Bernd Krüger renovierte das Haus in der Folge. Zuerst mussten sie auf Genehmigung des Denkmalschutzes warten, der aber das meiste absegnete. Überraschenderweise durften straßenseitig drei große Dachgauben eingebaut werden, die nun mehr Licht in den dunklen Speicher lassen. Besonders aufwendig sei die Renovierung der Böden gewesen, sagt Severin Krüger. Über den alten Dielen befanden sich mehrere Schichten Spanplatten und Linoleum, die erst entfernt werden mussten. Dadurch wurden die wunderschönen alten Dielen sichtbar, die deutlich breiter als heutiger Belag sind. Auch hier bestand der Denkmalschutz auf Wiederherstellung des ursprünglichen Fußbodens.



Derweil ist die Kulturgestalterin Elisabeth Carr voll des Lobes über die Renovierung. Sie war bis zuletzt eng mit Trudi Biller befreundet und hatte als Kind im Haus gespielt. Sie kannte jeden Winkel und ist nun überrascht, wie sehr sich das Haus verändert hat. Besonders die blaue Wandfarbe fällt ihr auf. Diese sei zuvor mit drei Schichten Tapete bedeckt gewesen und man habe versucht, die alte Wandfarbe wiederherzustellen. Die Wand sieht aus, als hätte ein impressionistischer Maler mit einem großen Pinsel überlappende Striche gezogen. Bei der Restaurierung der Decke kamen außerdem beinahe verblasste Deckenmalereien zum Vorschein, die aus klaren Linien und Ornamenten bestehen.

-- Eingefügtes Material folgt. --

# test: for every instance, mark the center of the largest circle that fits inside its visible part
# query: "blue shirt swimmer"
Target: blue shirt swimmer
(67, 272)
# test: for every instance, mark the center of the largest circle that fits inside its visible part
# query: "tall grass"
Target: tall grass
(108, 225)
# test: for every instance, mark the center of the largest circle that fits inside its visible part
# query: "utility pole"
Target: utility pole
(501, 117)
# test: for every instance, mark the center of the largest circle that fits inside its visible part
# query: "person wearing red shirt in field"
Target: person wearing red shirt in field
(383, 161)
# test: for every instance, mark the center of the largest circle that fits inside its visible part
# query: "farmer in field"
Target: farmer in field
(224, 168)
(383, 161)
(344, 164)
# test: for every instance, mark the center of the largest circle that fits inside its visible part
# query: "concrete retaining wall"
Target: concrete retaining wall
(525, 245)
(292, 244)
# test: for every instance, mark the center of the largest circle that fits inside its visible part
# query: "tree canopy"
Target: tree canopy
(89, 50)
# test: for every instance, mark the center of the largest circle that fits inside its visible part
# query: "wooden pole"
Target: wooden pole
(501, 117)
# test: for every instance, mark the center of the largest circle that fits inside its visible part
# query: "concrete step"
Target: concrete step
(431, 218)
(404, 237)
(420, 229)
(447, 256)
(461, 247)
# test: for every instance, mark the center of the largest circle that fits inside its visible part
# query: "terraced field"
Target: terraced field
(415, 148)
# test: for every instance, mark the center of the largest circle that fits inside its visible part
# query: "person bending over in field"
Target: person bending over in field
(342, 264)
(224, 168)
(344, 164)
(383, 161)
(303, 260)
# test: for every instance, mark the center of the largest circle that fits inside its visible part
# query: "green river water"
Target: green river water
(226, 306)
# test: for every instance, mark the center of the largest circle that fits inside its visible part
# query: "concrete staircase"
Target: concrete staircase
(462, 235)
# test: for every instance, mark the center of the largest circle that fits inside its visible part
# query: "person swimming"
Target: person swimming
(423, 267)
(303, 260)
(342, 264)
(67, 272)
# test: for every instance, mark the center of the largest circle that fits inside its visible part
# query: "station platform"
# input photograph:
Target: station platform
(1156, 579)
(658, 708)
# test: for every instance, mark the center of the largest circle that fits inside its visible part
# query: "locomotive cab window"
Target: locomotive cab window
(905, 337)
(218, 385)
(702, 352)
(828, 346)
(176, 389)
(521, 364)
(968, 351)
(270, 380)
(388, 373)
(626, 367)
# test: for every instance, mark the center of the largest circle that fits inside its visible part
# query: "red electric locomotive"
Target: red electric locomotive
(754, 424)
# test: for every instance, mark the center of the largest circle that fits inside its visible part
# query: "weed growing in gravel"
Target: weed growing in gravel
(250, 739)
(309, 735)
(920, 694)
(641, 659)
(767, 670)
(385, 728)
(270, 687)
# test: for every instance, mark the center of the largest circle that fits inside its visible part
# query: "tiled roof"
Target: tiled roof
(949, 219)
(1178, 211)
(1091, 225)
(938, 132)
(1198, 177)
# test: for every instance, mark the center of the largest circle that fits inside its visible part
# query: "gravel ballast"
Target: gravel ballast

Auffällig ist, dass die Theke nicht mehr den Raum dominiert, sondern mit einer neuen Platte versehen an der Südwand steht. Dort befand sich vorher ein Vitrinenschrank, der entfernt wurde und den Blick auf ein zuvor verdecktes Fenster freigibt. Stattdessen hängt an der Wand ein kleiner Wandschrank, an den sich Carr noch von früher erinnert und der Teil des ersten Kaufhauses von 1804 war. Sie war sich lange sicher, dass das Schränkchen noch existiert und wohl irgendwo im Stadel schlummere. Genau dort wurde es dann auch bei der Renovierung gefunden und ergänzt nun wieder die Einrichtung.

Wo zuvor die Theke in der Raummitte stand, sind noch die Dellen in den Fliesen und die Wölbung des Bodens sichtbar. Hinter dem großen Verkaufsraum befindet sich eine renovierte Küche und ein Badezimmer. Von den Fenstern sind nach der Restaurierung nur noch die Scheiben übrig. Die Innenfenster sind hingegen neu dazu gekommen und unbedingt notwendig, um die Räume besser zu isolieren. Dazu durfte auch nur eine Innendämmung angebracht werden, das Äußere des Hauses durfte nicht verändert werden. Ausgetauscht wurden auch die modernen Türklinken durch alte Kastenschlösser.
Der Tag des offenen Denkmals findet jedes Jahr am zweiten Sonntag im September statt.